One of the first Los Angeles designers of her generation to gain a national reputation for something other than swimwear, Casadei claimed Old Hollywood glamour as her inspiration and fantasy dresses at affordable prices as her niche.
She introduced her TD4 (To Die For) line in the late 1970s for customers ages 14 and up. Before long their mothers were wearing the clothes and she launched a second collection, Casadei, for them. By the early 1980s, a boom time for flaunt-it fashion, Casadei was in her stride.
"Padded shoulders, draping, appliques, sequins, Eletra's evening dresses were over the top and a lot of fun," Pam Roberts, the designer's former publicist, told The Times.
Throughout the 1980s, Casadei's collections were carried in some 7,000 boutiques and department stores, most of them in the U.S. Prices ranged from about $100 to about $400.
A former fashion model, she wore her own designs and added a few accents, such as plum color streaks in her hair and iridescent fuchsia nail polish.
Dresses from her collections turned up on sitcoms and soaps as diverse as "Golden Girls," about four older women rooming together, and "Dynasty," about Denver socialites with glitzy tastes.
Casadei's best advertisements were the two fashion-music videos she created in the mid-1980s, modeled after the music videos that aired on MTV. Instead of costumes, she used dresses from her latest collection.
"Eletra pioneered fashion-music videos," Janet Orsi, another former publicist, said this week. "The idea was to capitalize on the music video phenomenon and marry it to fashion. Designers got to show their clothes in a new genre.

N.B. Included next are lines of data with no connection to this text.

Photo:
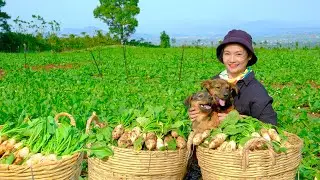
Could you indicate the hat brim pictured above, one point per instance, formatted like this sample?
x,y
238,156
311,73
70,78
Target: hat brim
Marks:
x,y
237,40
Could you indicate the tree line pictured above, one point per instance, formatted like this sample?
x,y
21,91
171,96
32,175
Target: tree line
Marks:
x,y
42,35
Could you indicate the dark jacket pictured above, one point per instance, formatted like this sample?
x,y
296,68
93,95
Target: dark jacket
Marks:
x,y
253,100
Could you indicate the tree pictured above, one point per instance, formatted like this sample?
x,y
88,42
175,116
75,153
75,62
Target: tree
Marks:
x,y
3,18
119,15
164,40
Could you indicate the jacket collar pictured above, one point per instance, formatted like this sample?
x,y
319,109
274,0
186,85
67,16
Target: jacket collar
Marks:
x,y
248,79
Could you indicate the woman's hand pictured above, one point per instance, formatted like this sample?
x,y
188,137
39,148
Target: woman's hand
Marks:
x,y
193,114
222,116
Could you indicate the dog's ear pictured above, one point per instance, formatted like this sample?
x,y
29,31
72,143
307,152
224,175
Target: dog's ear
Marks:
x,y
187,102
234,90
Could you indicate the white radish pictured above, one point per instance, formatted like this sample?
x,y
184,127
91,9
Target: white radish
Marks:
x,y
217,140
117,131
160,144
181,142
265,134
274,135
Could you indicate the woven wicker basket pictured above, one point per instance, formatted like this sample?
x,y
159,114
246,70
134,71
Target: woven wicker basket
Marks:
x,y
66,168
246,165
142,165
128,164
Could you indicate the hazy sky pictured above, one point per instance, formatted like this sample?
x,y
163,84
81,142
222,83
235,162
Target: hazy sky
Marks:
x,y
158,15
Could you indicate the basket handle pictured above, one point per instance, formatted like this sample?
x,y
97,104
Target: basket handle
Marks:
x,y
252,142
94,118
72,120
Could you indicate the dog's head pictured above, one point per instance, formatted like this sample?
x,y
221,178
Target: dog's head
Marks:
x,y
201,100
221,91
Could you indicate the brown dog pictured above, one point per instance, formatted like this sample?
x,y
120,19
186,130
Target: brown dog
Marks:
x,y
217,99
222,93
201,101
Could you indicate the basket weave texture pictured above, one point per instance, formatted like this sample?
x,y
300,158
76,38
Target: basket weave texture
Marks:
x,y
144,165
259,164
67,168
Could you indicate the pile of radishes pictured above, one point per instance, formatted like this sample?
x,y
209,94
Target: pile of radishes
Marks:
x,y
140,140
236,133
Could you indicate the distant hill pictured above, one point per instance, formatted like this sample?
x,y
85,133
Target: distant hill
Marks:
x,y
271,31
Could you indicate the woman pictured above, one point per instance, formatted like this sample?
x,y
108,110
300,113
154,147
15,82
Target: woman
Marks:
x,y
237,55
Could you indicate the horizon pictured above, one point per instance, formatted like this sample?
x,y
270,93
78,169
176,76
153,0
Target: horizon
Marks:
x,y
182,17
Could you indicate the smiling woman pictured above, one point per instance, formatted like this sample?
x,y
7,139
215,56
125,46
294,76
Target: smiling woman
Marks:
x,y
237,54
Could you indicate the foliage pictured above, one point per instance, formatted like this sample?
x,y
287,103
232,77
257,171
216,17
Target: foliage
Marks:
x,y
164,40
119,15
4,26
290,76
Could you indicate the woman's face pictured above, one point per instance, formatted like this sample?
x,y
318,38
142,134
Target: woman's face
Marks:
x,y
235,58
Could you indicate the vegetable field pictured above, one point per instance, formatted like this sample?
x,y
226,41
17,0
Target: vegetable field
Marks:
x,y
158,81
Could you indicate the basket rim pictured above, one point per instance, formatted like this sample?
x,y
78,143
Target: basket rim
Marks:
x,y
298,145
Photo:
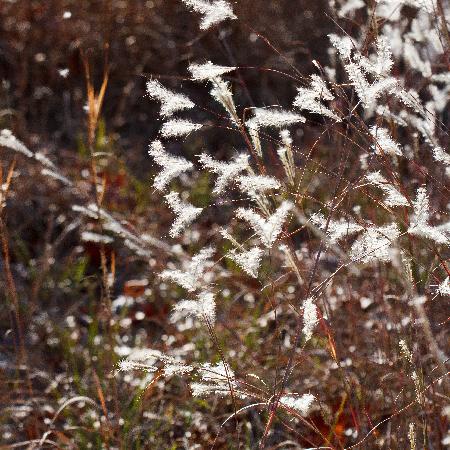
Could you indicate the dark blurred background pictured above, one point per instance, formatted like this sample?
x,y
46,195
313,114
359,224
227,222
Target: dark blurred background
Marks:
x,y
43,80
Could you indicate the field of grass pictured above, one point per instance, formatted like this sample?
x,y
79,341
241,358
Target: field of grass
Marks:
x,y
224,224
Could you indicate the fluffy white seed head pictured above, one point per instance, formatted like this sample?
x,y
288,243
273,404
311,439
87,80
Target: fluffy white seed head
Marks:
x,y
419,220
310,318
172,166
184,211
226,171
191,277
171,102
268,229
375,244
248,260
384,143
337,229
178,127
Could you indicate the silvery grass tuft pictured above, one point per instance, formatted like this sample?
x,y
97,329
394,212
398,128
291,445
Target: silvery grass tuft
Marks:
x,y
269,242
269,206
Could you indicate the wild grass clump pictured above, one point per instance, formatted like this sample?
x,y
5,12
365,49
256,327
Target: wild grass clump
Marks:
x,y
281,281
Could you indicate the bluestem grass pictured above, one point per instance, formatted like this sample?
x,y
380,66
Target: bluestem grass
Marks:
x,y
313,227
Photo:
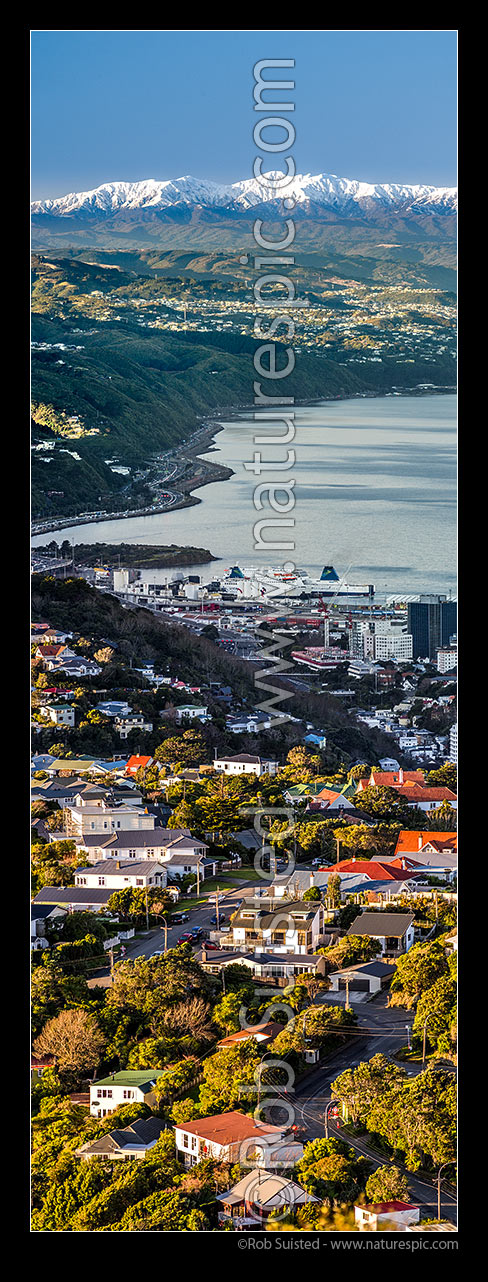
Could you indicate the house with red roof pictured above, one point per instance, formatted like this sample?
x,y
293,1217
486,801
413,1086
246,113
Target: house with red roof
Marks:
x,y
137,763
237,1137
391,778
379,1217
260,1033
427,798
432,851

It was a change from the typical fashion show."
Casadei's videos played in stores and wholesale showrooms as well as on MTV. She played the lead in "Adventures of the Countess," a mystery made in the style of a silent movie with scary mood music.
Her other video, “Prom Night,” with a soundtrack of Steve Winwood music, shows girls at a dance that gets a lot more exciting when guys in black leather show up.